During one of the warm days last summer, a local "visitor," with a trash bag for a pillow, took a snooze in the Bancroft Park pavilion.
Westside Pioneer photo

       The reaction followed comments by Organization of Westside Neighbors (OWN) President Welling Clark during the Citizen Discussion portion of the council agenda.
       Using a brief PowerPoint presentation, Clark defined the campaign as one of three “legs” in an ongoing anti-panhandling effort. The other two are enforcement and infrastructure improvements. He said the former is being worked by the Avenue Task Force (involving Westside business and residential leaders, law enforcement officials and government representatives), and the latter through a public, consultant-led study of the Colorado Avenue corridor west of 31st Street.
       The multimedia campaign, using private funds only, has created a poster (showing that giving money to beggars can prove expensive to others because they're likely to use it for liquor, pass out and wind up being transported to hospital emergency rooms).

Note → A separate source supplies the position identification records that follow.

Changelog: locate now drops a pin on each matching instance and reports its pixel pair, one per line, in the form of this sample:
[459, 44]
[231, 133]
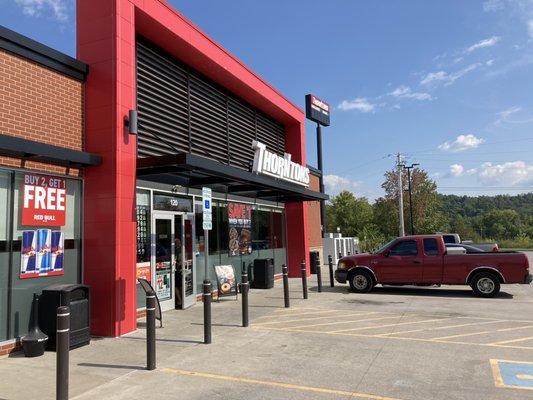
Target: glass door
[163, 259]
[186, 275]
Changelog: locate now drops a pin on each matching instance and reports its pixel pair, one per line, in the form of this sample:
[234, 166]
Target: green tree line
[505, 219]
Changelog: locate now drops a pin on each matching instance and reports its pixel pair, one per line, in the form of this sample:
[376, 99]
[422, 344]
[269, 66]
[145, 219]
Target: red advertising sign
[44, 200]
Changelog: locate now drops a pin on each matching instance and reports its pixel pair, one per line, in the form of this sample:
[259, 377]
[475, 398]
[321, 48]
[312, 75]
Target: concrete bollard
[62, 352]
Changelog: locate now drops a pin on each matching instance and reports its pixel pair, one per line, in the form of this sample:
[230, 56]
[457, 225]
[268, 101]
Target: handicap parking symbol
[512, 374]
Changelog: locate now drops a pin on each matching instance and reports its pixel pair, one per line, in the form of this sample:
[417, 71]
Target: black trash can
[314, 259]
[76, 297]
[263, 273]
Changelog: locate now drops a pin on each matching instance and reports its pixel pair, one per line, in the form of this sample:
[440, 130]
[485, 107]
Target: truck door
[433, 262]
[402, 263]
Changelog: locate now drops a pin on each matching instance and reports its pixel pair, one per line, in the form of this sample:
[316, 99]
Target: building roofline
[30, 49]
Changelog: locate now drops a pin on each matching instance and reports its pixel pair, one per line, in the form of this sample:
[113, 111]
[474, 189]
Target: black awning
[15, 147]
[194, 171]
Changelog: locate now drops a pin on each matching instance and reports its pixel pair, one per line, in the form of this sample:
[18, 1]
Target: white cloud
[406, 93]
[493, 5]
[34, 8]
[335, 184]
[483, 43]
[505, 115]
[510, 173]
[457, 170]
[360, 104]
[462, 143]
[433, 78]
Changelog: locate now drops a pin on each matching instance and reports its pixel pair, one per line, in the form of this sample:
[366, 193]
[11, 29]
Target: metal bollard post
[330, 264]
[62, 349]
[150, 330]
[207, 311]
[304, 279]
[286, 286]
[319, 275]
[245, 286]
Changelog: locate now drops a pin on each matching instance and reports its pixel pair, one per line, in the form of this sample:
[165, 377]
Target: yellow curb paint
[281, 385]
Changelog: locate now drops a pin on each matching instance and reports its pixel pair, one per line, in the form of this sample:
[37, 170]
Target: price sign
[207, 209]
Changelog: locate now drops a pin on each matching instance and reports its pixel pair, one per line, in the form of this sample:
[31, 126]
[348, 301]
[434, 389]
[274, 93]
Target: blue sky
[448, 84]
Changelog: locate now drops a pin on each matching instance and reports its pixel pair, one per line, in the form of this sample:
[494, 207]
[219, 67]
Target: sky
[448, 84]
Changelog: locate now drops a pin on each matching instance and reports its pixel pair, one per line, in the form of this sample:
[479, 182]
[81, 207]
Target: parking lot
[392, 343]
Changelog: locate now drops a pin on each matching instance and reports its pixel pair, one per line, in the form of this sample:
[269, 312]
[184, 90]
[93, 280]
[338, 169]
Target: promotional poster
[227, 284]
[44, 200]
[42, 253]
[240, 229]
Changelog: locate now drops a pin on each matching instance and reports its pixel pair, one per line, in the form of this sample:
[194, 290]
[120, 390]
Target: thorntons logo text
[268, 163]
[319, 105]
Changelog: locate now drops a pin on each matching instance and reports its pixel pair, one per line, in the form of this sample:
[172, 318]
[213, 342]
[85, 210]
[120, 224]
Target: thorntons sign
[268, 163]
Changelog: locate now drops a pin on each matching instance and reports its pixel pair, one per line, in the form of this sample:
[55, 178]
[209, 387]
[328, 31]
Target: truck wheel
[361, 281]
[485, 284]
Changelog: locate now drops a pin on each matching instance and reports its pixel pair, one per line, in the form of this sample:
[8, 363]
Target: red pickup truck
[423, 260]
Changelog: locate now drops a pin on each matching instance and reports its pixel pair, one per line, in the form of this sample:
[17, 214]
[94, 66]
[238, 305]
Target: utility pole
[409, 168]
[400, 193]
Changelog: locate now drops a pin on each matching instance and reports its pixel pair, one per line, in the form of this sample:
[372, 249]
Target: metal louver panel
[182, 111]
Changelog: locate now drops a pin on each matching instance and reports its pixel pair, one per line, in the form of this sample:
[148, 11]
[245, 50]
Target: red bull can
[29, 244]
[57, 250]
[44, 237]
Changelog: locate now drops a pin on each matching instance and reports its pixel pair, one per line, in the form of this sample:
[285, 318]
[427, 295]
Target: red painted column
[296, 213]
[106, 42]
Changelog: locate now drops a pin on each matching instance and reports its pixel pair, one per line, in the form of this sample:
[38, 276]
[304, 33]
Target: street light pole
[409, 168]
[323, 216]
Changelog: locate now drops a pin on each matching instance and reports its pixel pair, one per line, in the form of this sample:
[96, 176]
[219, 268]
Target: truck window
[430, 247]
[404, 248]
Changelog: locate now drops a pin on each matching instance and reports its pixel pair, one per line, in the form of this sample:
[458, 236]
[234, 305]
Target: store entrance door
[186, 263]
[163, 259]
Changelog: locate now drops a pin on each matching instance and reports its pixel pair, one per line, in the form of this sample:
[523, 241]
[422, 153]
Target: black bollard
[150, 330]
[207, 311]
[62, 349]
[286, 285]
[318, 269]
[330, 265]
[245, 286]
[304, 279]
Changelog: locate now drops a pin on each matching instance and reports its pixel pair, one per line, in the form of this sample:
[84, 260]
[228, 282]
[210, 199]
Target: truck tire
[360, 281]
[485, 284]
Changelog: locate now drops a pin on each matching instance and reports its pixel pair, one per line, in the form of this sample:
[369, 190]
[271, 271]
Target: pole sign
[317, 110]
[281, 167]
[44, 200]
[207, 209]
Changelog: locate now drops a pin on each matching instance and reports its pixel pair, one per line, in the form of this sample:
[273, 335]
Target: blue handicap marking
[513, 374]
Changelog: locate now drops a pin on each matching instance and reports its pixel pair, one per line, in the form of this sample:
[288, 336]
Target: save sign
[44, 200]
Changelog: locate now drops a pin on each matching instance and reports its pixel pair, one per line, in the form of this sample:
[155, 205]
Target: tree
[349, 213]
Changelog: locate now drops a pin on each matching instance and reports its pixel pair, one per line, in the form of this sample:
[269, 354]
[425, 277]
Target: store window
[143, 266]
[5, 184]
[62, 266]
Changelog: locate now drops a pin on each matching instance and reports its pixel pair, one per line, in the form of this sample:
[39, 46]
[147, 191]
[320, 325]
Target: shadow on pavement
[167, 340]
[431, 292]
[111, 366]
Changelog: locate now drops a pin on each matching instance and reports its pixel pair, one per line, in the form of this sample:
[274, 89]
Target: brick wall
[37, 103]
[313, 213]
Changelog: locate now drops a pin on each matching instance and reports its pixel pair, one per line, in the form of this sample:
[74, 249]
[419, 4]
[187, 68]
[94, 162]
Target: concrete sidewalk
[295, 353]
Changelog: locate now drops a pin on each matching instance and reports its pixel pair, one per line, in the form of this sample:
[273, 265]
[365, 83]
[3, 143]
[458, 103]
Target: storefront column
[297, 222]
[106, 42]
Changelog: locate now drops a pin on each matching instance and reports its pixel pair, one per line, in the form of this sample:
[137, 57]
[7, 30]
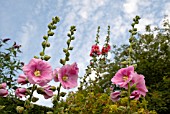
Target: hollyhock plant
[115, 96]
[20, 92]
[123, 76]
[55, 74]
[106, 49]
[47, 92]
[135, 95]
[68, 75]
[22, 79]
[95, 50]
[3, 92]
[38, 72]
[139, 82]
[3, 86]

       The main message is that if people stop giving money to panhandlers - donating instead to charities - the issues with such transients will be greatly reduced.
       The task force has also created handout cards, and plans to produce and publicize short and long videos in the same theme, Clark said.
       In answer to council questions, he emphasized that the idea is to spread the message through the city as well as the county. “This will help on the avenue [West Colorado] and all areas,” he said.
       A draft no-panhandling ordinance, developed by the City Attorney's Office, would ban begging in the downtown only. But City Council has asked the attorney to rework it and come back Oct. 22.
       One of the attorney's concerns, in confining the zone to the downtown, has been that having such an ordinance citywide could mean being sued by civil rights advocates for denying free speech.
       “We don't want to infringe on freedom of expression,” Clark told council, alluding to that concern. “This is our freedom of expression, passing along what's the right thing to do.”
       Clark noted that El Paso County Commissioners have endorsed the multimedia campaign and asked council to do the same.
       Councilmembers Angela Dougan and Tim Leigh complimented the effort, and Council President Scott Hente directed that the matter come back as a formal agenda item.